Almarhum Prof Halide.
Oleh: armin mustamin toputiri
HALIDE, nama yang kental dengan aksentuasi Bugis. Serapan bahasa Arab, “Khalid” berati; kekal abadi. Nama Khalid melekat pada sosok panglima perang dari klan aristokrat suku Quraisy. Setelah memeluk Islam, ia berperan penting dalam sejarah awal Islam, lewat beberapa peperangan dan penaklulan.
Professor Halide, wafat siang tadi. Mengingatkan saya pada satu sejawatnya lagi, Profesor Kustiah Kristanto. Dua GUru Besar Fakultas Ekonomi Unhas ini, memberi saya “pembelajaran”. Meski telah berlalu sekira 40-an dan 30 tahun lalu, tapi ajarannya kuat melekat dalam memori ingatan saya.
Halide kala itu Sarjana Ekonomi, sosok yang gesit, tangkas dan cerdas. Dia salah satu pengurus DPP IMMIM yang diketuai H Fadeli Luran. Halide sesekali datang mengajar di Pesantren IMMIM, tapi di era saya hanya sesekali datang, memberi ceramah motivasi agar tekun menuntut ilmu.
Sepenggal kalimat ceramahnya kala itu, kuat mempengaruhi perjalanan hidup saya; “Mencari ilmu itu bisa didapatkan dimana saja. Contohi saya, masa remaja saya, susah dapat koran. Maka, kalau saya ketemu sobek-sobekan koran, saya pungut, lalu saya baca. Dari sobekan koran itu, saya dapat ilmu…”
Waktu bergulir, saat memimpin Senat Mahasiswa, saya mengundang Bu Kustiah ikut jadi pembicara seminar.
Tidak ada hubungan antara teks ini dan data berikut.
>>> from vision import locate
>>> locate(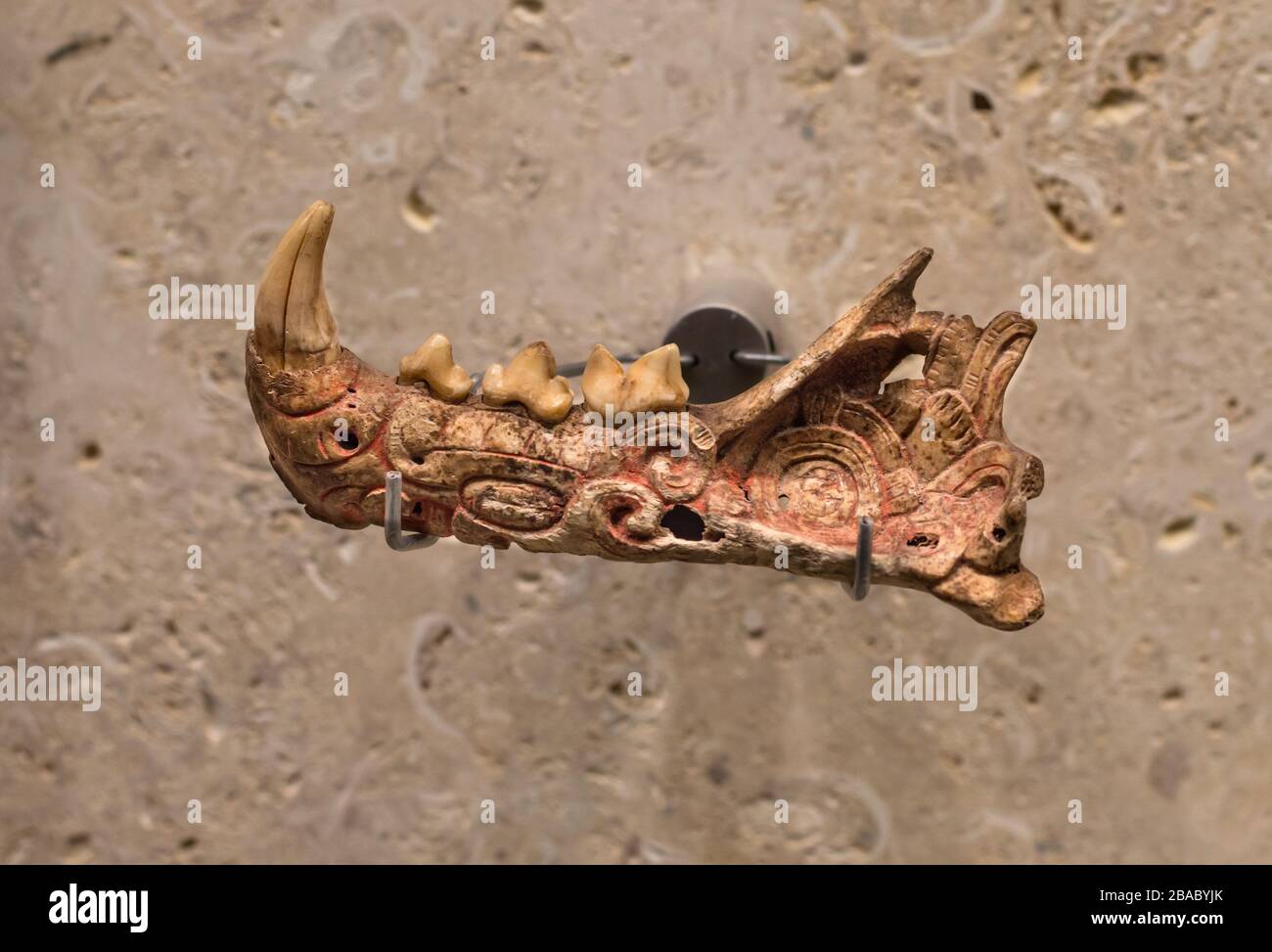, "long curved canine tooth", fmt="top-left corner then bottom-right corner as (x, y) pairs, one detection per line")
(623, 343), (690, 412)
(582, 343), (626, 414)
(253, 202), (340, 371)
(582, 343), (690, 412)
(480, 341), (573, 423)
(398, 334), (474, 403)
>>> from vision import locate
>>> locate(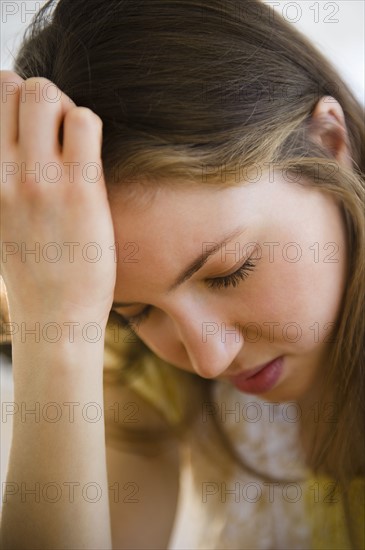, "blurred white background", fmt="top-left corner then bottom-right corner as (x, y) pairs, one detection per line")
(0, 0), (365, 507)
Saya datang ke kediamannuya menjemput makalah. Kok? Muka saya berkerut, makalahnya diketik di atas kertas bekas. Sebelah kertas yang telah terisi, disilang. Sebelah diisi ketikan makalahnya. Melirik muka saya berkerut, bu Kustiah menegur, “Daripada kertasnya dibuang!”.
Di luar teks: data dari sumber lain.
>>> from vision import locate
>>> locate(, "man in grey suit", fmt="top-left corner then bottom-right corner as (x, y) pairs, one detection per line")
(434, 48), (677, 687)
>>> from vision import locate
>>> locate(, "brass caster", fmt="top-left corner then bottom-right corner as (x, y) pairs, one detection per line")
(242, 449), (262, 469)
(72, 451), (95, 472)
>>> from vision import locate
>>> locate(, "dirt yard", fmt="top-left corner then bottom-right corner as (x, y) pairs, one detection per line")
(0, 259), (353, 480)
Setelahnya, ajaran Halide juga ajaran Kustiah, saya padu. Masa kuliah, saya tak langganan koran. Tapi, tiap akhir bulan saya keliling menjemput tumpukan koran bekas di rumah teman yang orangtuanya langganan koran. Selesai membaca, artikel menarik dan penting, saya gunting. Lalu menempelnya di atas kertas bekas skripsi teman-teman kuliah saya. Hasilnya, klipping koran.
Sialnya, suatu kali Ibu saya datang dari kampung, tak tega melihat rumah saya bertumpuk koran bekas, juga guntingan-guntingan yang bertabur tak beraturan, dilantai. Jalan pintas, ibu saya membakarnya. Duh! “Tanggalnya kan sudah mati nak, jadi saya bakar saja. Daripada rumahmu kotor”.
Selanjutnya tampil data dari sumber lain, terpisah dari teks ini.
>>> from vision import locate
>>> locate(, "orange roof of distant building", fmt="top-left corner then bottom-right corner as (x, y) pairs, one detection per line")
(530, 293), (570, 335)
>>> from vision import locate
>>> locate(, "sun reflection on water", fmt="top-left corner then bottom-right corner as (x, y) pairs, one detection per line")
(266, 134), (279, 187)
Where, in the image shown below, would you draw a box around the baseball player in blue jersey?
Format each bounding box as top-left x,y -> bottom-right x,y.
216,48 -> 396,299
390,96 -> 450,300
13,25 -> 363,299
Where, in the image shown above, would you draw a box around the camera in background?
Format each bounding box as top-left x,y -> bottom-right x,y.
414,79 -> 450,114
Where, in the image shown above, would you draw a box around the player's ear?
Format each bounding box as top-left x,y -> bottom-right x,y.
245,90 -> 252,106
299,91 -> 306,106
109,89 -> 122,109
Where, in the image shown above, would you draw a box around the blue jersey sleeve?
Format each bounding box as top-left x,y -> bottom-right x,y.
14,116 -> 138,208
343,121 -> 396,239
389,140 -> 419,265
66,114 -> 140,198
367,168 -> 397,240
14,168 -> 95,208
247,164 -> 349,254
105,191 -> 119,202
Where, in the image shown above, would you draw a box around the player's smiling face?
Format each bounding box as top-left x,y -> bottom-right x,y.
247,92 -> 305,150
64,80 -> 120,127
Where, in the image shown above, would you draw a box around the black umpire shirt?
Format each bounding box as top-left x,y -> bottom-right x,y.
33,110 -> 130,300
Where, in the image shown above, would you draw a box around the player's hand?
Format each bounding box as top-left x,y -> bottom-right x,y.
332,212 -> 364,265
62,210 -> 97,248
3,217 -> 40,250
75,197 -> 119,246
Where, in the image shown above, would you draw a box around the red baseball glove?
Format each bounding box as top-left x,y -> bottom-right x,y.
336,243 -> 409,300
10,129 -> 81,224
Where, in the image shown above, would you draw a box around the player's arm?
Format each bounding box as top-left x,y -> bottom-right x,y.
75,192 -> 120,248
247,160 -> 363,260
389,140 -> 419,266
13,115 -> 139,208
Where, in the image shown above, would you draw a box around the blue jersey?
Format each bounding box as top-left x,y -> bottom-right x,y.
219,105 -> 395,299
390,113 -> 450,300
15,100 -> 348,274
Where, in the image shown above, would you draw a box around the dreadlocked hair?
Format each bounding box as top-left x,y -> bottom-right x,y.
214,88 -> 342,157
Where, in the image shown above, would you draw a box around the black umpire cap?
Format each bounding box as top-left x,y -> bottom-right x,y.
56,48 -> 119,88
Syukurlah, sebagian telah mewujud klipping. Giliran teman-teman kuliah butuh butuh reference untuk penyusunan skripsi – era itu hanphone dan saluran internet belum ada – kumpulan klipping itu jadi rebutan. Boleh, syarathnya nanti datang jemput copiyannya. Tak gratis, tukar sebungkus rokok hi hi hi..
Sisa-sisa klipping koran bekas itu, hingga kini masih menumpuk di perpustaakn pribadi saya di rumah. Sekian tahun lalu, ibu saya bahagia karena tak melihat tumpukankoran bekas itu lagi. Ibu saya tak tahu jika ukoran-koran bekas itu, kini telah berada dalam dokumen digital perpustakaan saya.
Selamat berpulang Prof Halide, sesuai pengartian namanya “kekal abadi”. Ajarannya pun, kekal abadi.